First, to work out the sum of the salaries over £40,000, I need to type the following formula into cell D8:

=SUMIF(C2:C6,">40000")

where *C2:C6* references the salaries in the table, and *“>40000”* tells Excel to only sum the values over this amount.

Next, I want to find out the total salary for the services department. So, in cell C9, I’ll type

=SUMIF(B2:B6,"Services",C2:C6)

where *B2:B6* references the department column, *“Services”* tells Excel that I’m looking specifically for employees in the services department, and *C2:C6* tells Excel to sum the salaries of these employees.

My last task is to find out how much employees earning over £35,000 have made in bonuses. In cell C10, I’ll input

=SUMIF(C2:C6,">35000",D2:D6)

where *C2:C6* tells Excel to evaluate the salaries, *“>35000”* is the criterion for those salaries, and *D2:D6* tells Excel to sum the bonuses of those individuals who fulfill the criterion.

Excel also has a SUMIFS function, which carries out the same process but for more than one criterion.
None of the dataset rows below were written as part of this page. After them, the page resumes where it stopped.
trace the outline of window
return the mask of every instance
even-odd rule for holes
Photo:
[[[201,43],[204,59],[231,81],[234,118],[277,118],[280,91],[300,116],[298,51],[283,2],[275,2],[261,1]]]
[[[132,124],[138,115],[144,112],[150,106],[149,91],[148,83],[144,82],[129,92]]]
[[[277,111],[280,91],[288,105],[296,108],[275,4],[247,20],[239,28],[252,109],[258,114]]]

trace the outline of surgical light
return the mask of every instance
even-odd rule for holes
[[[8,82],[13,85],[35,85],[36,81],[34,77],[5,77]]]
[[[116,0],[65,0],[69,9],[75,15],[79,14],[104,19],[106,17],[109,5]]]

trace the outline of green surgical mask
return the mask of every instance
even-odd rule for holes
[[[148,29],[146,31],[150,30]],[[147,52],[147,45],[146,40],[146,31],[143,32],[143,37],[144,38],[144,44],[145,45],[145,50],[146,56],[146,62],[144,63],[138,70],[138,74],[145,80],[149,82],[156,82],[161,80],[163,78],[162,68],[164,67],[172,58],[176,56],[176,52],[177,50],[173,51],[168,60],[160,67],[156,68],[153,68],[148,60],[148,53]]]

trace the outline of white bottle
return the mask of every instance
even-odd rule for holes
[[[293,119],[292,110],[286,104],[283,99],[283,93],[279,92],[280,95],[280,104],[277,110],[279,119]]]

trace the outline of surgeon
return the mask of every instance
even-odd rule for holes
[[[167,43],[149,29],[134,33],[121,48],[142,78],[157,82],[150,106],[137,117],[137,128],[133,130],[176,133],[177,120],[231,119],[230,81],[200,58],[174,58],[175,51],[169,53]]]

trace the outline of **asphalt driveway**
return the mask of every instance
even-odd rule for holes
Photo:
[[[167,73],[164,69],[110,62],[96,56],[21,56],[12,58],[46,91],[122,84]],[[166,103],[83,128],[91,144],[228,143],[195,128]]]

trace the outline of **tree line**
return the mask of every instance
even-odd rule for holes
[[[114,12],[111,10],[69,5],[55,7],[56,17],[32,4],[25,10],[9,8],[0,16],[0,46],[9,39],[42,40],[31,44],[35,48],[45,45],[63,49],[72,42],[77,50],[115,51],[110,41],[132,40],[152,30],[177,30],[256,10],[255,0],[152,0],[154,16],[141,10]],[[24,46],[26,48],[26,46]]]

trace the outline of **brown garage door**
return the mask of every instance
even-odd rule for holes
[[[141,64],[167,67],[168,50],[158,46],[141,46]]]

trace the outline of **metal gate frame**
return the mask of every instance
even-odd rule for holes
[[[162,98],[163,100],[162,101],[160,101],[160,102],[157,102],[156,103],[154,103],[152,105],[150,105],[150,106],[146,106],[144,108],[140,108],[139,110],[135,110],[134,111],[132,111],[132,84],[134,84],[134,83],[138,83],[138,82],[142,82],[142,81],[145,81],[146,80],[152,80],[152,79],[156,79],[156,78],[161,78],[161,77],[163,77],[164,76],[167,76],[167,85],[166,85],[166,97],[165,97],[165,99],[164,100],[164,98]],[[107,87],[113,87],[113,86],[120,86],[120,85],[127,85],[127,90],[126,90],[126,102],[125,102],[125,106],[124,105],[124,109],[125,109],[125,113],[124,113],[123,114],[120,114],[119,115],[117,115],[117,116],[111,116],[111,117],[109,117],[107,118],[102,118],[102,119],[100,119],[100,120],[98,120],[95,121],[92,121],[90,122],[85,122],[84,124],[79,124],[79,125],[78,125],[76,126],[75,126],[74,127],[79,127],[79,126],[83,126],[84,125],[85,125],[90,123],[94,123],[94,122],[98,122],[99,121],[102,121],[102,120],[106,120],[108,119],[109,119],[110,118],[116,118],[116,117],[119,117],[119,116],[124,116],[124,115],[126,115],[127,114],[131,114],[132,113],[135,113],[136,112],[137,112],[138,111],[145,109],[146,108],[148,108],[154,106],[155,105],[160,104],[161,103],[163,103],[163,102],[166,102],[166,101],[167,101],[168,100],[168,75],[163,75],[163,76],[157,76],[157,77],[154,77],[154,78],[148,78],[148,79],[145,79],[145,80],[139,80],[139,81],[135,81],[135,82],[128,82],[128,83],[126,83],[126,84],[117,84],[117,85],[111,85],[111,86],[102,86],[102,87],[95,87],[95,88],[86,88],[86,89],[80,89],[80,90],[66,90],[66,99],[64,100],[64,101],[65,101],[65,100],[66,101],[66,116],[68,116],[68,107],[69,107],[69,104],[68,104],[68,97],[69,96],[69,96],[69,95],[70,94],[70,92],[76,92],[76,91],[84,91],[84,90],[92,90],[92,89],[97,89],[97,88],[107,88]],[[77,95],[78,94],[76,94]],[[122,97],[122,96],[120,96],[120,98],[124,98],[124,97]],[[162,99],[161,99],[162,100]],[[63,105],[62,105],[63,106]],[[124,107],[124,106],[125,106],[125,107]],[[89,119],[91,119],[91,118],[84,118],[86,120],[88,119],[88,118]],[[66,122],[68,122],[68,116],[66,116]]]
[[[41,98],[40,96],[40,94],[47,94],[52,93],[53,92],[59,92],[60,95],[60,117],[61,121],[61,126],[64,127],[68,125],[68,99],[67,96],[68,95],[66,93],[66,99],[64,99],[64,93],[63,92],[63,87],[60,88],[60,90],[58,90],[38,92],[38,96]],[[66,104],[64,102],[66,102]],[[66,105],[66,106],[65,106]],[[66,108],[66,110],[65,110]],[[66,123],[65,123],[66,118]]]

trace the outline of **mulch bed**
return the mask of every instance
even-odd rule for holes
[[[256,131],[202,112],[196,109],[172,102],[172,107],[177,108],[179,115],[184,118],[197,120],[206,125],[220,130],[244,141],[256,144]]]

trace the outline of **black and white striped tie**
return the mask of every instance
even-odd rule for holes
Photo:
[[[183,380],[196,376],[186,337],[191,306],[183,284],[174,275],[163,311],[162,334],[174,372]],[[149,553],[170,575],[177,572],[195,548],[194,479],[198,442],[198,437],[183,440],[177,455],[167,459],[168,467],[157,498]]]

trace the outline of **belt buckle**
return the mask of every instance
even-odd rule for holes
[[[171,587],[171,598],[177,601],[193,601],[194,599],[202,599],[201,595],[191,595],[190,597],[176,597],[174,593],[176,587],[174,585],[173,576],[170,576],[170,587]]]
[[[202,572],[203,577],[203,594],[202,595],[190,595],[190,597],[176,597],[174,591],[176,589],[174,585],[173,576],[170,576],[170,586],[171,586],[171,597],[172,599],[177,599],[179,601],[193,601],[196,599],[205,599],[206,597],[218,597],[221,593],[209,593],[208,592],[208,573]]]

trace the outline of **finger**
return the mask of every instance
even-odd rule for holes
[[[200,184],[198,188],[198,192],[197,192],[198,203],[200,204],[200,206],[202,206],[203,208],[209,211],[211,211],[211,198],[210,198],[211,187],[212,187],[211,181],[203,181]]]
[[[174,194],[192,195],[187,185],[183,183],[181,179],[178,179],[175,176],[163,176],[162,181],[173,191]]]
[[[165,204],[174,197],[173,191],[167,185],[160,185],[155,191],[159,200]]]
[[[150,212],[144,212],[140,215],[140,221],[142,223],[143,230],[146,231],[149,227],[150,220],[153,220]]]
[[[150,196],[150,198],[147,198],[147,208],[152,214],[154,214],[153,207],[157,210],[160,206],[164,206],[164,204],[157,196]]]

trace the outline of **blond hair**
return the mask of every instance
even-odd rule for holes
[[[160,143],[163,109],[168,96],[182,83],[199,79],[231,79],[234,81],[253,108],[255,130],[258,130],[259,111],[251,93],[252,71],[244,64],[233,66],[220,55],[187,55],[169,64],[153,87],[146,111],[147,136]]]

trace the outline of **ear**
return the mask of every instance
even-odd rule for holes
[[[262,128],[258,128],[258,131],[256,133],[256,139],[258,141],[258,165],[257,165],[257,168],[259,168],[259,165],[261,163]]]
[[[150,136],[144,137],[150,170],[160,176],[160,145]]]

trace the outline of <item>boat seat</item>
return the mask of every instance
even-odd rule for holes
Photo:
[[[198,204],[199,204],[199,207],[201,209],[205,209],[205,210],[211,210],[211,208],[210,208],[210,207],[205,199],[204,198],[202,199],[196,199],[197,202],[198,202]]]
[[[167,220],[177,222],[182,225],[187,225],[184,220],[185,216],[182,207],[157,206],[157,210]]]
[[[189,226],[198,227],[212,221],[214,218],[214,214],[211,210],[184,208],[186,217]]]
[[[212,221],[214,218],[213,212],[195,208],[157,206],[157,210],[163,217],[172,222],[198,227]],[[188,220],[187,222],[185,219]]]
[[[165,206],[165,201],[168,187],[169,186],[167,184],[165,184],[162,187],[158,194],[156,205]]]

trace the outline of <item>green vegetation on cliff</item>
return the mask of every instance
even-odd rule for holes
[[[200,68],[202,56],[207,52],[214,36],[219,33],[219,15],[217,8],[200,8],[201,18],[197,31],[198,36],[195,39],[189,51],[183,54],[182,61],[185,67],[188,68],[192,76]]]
It has a very different syntax to SUMIF:

SUMIFS(a,b,c,d,e)

where *a* is the range of cells to sum, *b* is the first range that is evaluated, *c* is the criterion for *b*, and *d* and *e* are the next range-criterion pairing (you can have up to 127 pairs).

Using the table above, let’s say I wanted to sum up the bonuses for personnel staff earning over £45,000. Here’s the formula I would type:

=SUMIFS(D2:D6,B2:B6,"Personnel",C2:C6,">45000")

Once you’ve mastered the functions detailed above, try the XLOOKUP function, which aims to address some of VLOOKUP’s shortcomings by looking up values to the left and right of the lookup value column without you having to rearrange your data.